Dalam pandangan Freud, setiap tahap difokuskan pada aktivitas seksual dan kesenangan yang diterima dari wilayah tertentu dari tubuh. Pada fase oral, anak-anak terfokus pada kenikmatan yang mereka terima dari mengisap dan menggigit dengan mulut mereka. Pada fase anal, pergeseran fokus ini untuk anus ketika mereka mulai toilet training dan berusaha untuk mengendalikan perut mereka. Pada tahap phallic, fokus bergerak terhadap rangsangan genital dan identifikasi seksual yang datang dengan memiliki atau tidak memiliki penis. Selama fase ini, Freud berpikir bahwa anak-anak gilirannya minat dan kasih terhadap orang tua mereka dari lawan jenis dan mulai sangat membenci orang tua jenis kelamin yang sama. Ia menyebut gagasan ini sebagai Oedipus Complex karena erat mencerminkan peristiwa tragis yang bermain Yunani kuno di mana seorang raja bernama Oedipus berhasil menikahi ibunya dan membunuh ayahnya. The phallic / Oedipus tahap dianggap diikuti dengan periode laten selama dorongan seksual dan bunga untuk sementara tidak ada. Akhirnya, anak-anak berpikir untuk memasuki dan tinggal dalam tahap Genital akhir di mana minat seksual dewasa dan aktivitas datang untuk mendominasi. 
teori Freud difokuskan pada identifikasi bagian-bagian kesadaran. Freud berpikir bahwa semua bayi pada awalnya didominasi oleh bawah sadar, insting dan egois mendesak untuk kepuasan segera yang berlabel Id tersebut.
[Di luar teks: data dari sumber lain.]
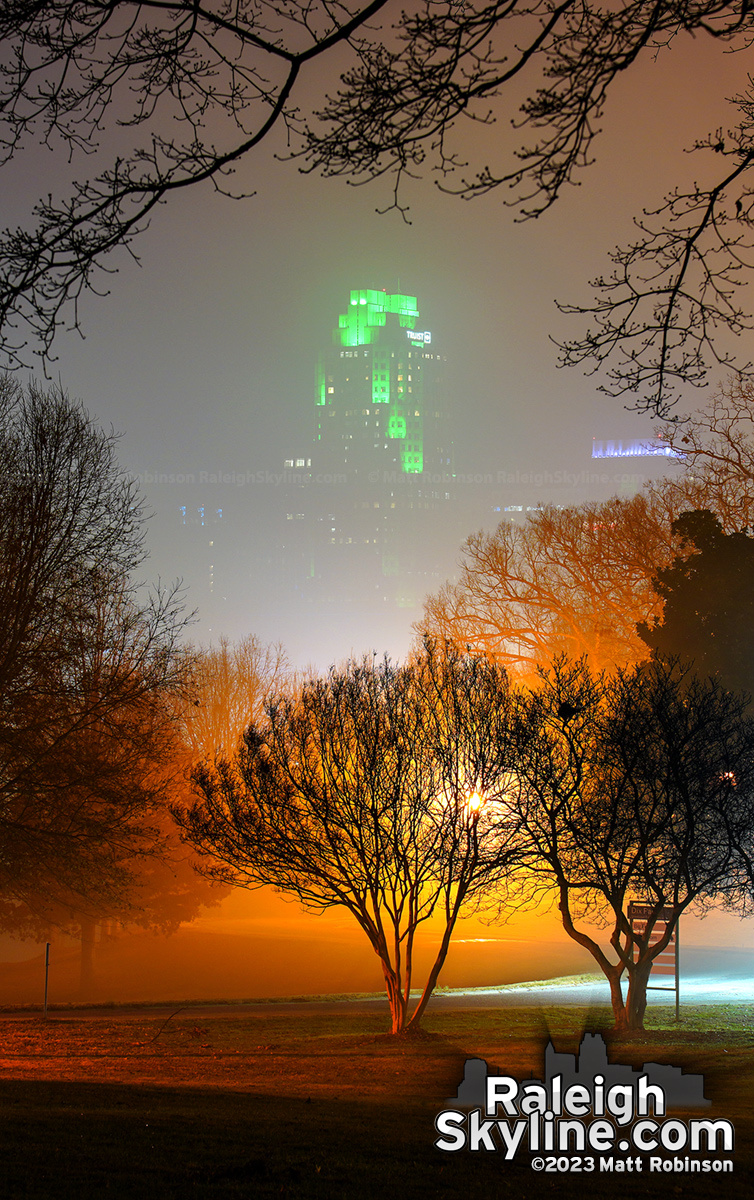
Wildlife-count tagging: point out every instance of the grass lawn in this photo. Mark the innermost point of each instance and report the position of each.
(319, 1105)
Sebagai bayi mencoba dan gagal untuk mendapatkan semua keinginan mereka bertemu, mereka mengembangkan apresiasi yang lebih realistis tentang apa yang realistis dan mungkin, yang disebut Freud "Ego". Seiring waktu, bayi juga belajar tentang dan datang untuk menginternalisasikan dan mewakili nilai-nilai orang tua mereka dan aturan. Aturan-aturan ini internalisasi, yang disebut "Super-Ego", merupakan dasar bagi hati nurani anak berkembang bahwa perjuangan dengan konsep-konsep karya benar dan salah dan dengan Ego untuk mengontrol kepuasan segera mendesak dari Id ini.
Dengan standar yang ketat hari ini ilmiah, teori psikoseksual Freud tidak dianggap sangat akurat. Namun, masih hari ini penting dan berpengaruh karena perkembangan teori tahap pertama yang mendapat perhatian nyata, dan teori lainnya menggunakannya sebagai tempat awal.Sigmund Freud, yang dianggap sebagai bapak psikoanalisis telah datang dengan teori psikoanalitik banyak yang terutama bertujuan untuk membedakan dan menjelaskan mengapa beberapa orang merasa sehat dan baik, sedangkan yang lain menderita gangguan mental.
 Kepribadian Pembangunan di Teori psikoanalitik Sigmund Freud mengatakan bahwa, kepribadian memiliki tiga komponen. 
1. Id ( insting dan dorongan kepuasan) yang sudah muncul sejak lahir.Id-mentah ini, bagian progeni kepribadian keinginan dan kepuasan seketika gembira, memotong efek potensial.
2. Ego ( daya nalar,proses mental, pikiran sehat, realitas). Muncul ketika usia satu tahun. Penyeimbang ID dan Superego.Ego-Bagian koheren kepribadian, ego usher seseorang melalui kehidupan dan perubahan dia untuk membuat pilihan yang baik.
3. Superego ( nilai-nilai sosial) muncul ketika usiia dewasa.Super-ego-ini adalah kebalikan dari id, itu adalah segi moral kepribadian, dan itu memungkinkan seseorang untuk menjalani rasa bersalah. 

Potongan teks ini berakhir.